The group said that ethical researchers have particular personal values and characteristics. Ethical researchers are attentive and questioning: they listen to research participants, they reflect on the community and the culture where they research. An ethical researcher is self aware, they interrogate their own positionality and privilege. They ask themselves ‘how will it make this person feel for me to be asking them these questions?’. Or ‘given my experience and who I am, how will that shape what and how I hear my participants?’. And ‘can I do justice to their knowledge in my interpretations and representations of them?.’
Reflections on these questions might ultimately lead a researcher to ask ‘am I the right person to be doing this research?’. These realisations indicate qualities such as humility, kindness and honesty about the way knowledge is co-created.
Ethics is a complex, transdisciplinary topic that is fundamentally about values in relationships. Researchers are accountable to their discipline(s), to their institution and to their funders, but the most important relationship of accountability is to research participants. Ethical researchers see participants as knowers and recognize that socially just research relies on research participants’ knowledge.
What are ethical practices?
Ethical practice goes deeper than administrative protocols and researcher accountability when researchers engage in continuous, self-aware, reflexive negotiation of the ethical conditions of the research in collaboration with participants (Gewirtz and Cribb 2006). This process could lead to adjusting research practices to mitigate unequal power dynamics with participants and result in building deeper understanding of the potential for harm pre-, during and post-research. One way to address this is by making the research process transparent in order to build mutual trust.

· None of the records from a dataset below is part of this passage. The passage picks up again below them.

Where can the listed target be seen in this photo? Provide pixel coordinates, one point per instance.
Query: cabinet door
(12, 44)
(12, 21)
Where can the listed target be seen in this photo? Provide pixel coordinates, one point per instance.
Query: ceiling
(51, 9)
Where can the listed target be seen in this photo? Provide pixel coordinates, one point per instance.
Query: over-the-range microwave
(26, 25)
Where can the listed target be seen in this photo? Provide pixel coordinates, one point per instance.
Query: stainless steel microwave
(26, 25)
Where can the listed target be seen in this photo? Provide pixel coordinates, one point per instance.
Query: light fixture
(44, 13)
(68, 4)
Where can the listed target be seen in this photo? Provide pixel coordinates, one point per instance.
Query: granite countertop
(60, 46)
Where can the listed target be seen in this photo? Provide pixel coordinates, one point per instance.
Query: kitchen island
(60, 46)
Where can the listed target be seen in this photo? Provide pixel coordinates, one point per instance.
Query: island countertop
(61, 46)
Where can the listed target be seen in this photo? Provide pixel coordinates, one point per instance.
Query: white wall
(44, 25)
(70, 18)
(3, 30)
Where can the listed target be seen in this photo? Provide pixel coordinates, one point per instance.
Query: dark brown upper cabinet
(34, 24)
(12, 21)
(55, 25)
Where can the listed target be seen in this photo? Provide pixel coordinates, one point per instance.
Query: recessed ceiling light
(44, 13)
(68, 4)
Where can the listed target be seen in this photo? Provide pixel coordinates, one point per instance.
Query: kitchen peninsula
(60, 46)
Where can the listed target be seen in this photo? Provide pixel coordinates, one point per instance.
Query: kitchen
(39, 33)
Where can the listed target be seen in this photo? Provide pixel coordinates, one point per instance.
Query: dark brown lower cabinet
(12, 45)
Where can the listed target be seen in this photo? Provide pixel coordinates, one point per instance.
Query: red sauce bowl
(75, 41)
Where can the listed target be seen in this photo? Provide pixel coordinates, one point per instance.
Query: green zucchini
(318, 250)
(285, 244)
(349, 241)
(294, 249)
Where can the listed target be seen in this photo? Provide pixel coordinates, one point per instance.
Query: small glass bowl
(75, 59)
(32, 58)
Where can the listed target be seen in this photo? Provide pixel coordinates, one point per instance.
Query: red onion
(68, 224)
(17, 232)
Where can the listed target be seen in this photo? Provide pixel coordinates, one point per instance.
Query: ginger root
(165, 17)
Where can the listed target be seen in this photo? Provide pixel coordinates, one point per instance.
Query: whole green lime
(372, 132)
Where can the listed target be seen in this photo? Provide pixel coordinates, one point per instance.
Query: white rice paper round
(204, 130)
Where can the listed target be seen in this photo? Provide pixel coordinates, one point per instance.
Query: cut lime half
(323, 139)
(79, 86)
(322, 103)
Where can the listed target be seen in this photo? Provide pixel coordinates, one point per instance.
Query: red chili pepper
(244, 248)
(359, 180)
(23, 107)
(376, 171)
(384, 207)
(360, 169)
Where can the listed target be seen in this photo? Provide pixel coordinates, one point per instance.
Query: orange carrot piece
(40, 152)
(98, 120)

Trust-building is part of an ongoing way of doing research, emerging in a to-and-fro between personal values, attitudes and beliefs and the wider environment and context. This matters if the research questions are to address problems important to the participants. Such problems, framed as research questions, establish foundations for just research.
We felt that trust and transparency are central to communicative practice. Ethical researchers reflect on how to be open with research participants while also ensuring that their work is accessible, intelligible to those unfamiliar with academic discourses and avoids language that is paternalistic or patronising.
Now re-visit your own ethical practice
Ethical processes are complex and uncertain; they shift over time and in response to the emerging relationship between researcher and research participants. As researchers, we are learning all the time how to do ethics, and this changes with every study. We are always becoming ethical researchers so it is always worth asking ourselves: how am I being ethical in my research?
We are not suggesting that there is a recipe for being an ethical researcher or for conducting ethical research. However, we are saying that being an ethical researcher requires shifting the ethical ‘centre’ away from researchers’ views and towards participants’, and taking steps to avoid an ethical orientation that is defined exclusively by the researcher and their institution.
References
Cannella, G.S. (2015) ‘Qualitative Research as Living Within/Transforming Complex Power Relations’, Qualitative Inquiry, 21(7), 594-598.
Davies, B., Browne, J., Gannon, S., Hopkins, L., McCann, H., and Wihlborg, M. (2006) Constituting the Feminist Subject in Poststructuralist Discourse. Feminism & Psychology. 16(1):87-103.
Gewirtz, S. and Cribb, A.(2006) What to do about values in social research: The case for ethical reflexivity in the sociology of education. British Journal of Sociology of Education, 27(2), 141-155.
Renold, E.J. (2018) ‘Feel what I feel’: making da(r)ta with teen girls for creative activisms on how sexual violence matters, Journal of Gender Studies, 27(1), 37-55.